Not long ago, Tata Power, India's largest power generation company, announced that it had been attacked by the network, saying that the threat had attacked the company's information technology (IT) infrastructure, and started to deal with the incident and recover the affected system. As a subsidiary of Tata Group, a multinational enterprise group, Tata Power is India's largest integrated power company, headquartered in Mumbai. At the beginning of this month, the company was attacked and data was leaked. Hive, a blackmail software organization, claimed responsibility for the attack.
According to the screenshot of the leaked website, the ransom software organization Hive released the data they claimed to steal from Tata Power, which means that the ransom negotiation has failed.
Another security researcher Rakesh Krishnan shared a screenshot of the stolen data (above), which seems to include personal identification information (PII), national ID number, PAN (tax number), salary information, etc. of Tata Power employees.

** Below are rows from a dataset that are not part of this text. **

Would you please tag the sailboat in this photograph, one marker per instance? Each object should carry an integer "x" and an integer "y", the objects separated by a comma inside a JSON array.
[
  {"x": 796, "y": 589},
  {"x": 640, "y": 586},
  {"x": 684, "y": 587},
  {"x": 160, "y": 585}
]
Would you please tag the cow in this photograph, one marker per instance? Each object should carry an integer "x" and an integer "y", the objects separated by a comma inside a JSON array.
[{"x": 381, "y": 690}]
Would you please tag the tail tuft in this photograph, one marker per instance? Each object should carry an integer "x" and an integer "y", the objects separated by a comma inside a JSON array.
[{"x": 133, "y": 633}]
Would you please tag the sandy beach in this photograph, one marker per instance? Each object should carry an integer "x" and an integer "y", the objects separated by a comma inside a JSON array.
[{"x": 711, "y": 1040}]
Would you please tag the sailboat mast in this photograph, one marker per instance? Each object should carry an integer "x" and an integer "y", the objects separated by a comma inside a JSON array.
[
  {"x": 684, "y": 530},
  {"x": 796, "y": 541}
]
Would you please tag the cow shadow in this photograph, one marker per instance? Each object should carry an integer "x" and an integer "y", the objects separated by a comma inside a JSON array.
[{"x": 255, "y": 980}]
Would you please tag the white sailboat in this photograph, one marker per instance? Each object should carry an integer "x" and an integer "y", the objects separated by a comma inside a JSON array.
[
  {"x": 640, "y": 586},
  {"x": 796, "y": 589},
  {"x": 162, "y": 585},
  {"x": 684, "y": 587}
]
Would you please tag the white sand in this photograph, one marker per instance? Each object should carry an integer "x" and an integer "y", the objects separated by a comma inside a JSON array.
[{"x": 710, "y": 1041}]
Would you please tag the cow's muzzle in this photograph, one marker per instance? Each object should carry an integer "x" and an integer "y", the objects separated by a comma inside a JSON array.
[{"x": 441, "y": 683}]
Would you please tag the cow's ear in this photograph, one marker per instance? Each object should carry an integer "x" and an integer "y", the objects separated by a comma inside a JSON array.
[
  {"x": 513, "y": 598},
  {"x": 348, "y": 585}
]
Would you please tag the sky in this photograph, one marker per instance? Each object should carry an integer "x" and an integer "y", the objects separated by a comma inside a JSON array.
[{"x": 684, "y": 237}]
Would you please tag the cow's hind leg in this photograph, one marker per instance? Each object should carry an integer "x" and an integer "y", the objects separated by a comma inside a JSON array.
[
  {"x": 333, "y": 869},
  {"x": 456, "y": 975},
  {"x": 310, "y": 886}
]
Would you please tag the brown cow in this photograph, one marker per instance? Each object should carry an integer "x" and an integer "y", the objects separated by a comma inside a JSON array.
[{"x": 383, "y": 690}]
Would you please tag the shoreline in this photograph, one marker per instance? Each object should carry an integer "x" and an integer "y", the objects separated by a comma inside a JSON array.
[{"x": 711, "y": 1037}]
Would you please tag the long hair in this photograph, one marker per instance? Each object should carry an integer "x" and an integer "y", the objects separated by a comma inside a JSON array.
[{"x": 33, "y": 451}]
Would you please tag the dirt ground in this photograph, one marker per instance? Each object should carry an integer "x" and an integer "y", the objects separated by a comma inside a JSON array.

In addition, the leaked data also includes engineering drawings, financial and bank records, and customer information.
Hive claims that they encrypted the data of Tata Power on October 3.
On Friday, October 14, Tata Power disclosed in a securities file that some of its IT systems and infrastructure had been subjected to cyber attacks, but did not share more information about the threat actors.
The document submitted by Tata Power states that "the company has taken measures to retrieve and restore the system. All key operating systems are running. However, as a sufficient precaution, restricted access and preventive checks have been implemented on portal sites and contacts for employees and customers".
Hive is the most active ransomware organization recently. Since its exposure in late June 2021, its affiliated organizations have attacked three companies on average every day.
According to the FBI's previous warning, Hive ransomware attacks use a variety of strategies, technologies, and procedures, which makes it difficult for enterprises to defend.
In September this year, Hive claimed to have attacked the New York Motor Racing Association, Bell Canada's subsidiary, and the New York emergency response and ambulance service provider.
Hive also attacked the Memorial Health System, a medical institution, last year, resulting in the cancellation of some of its operations and diagnoses and the theft of patient data.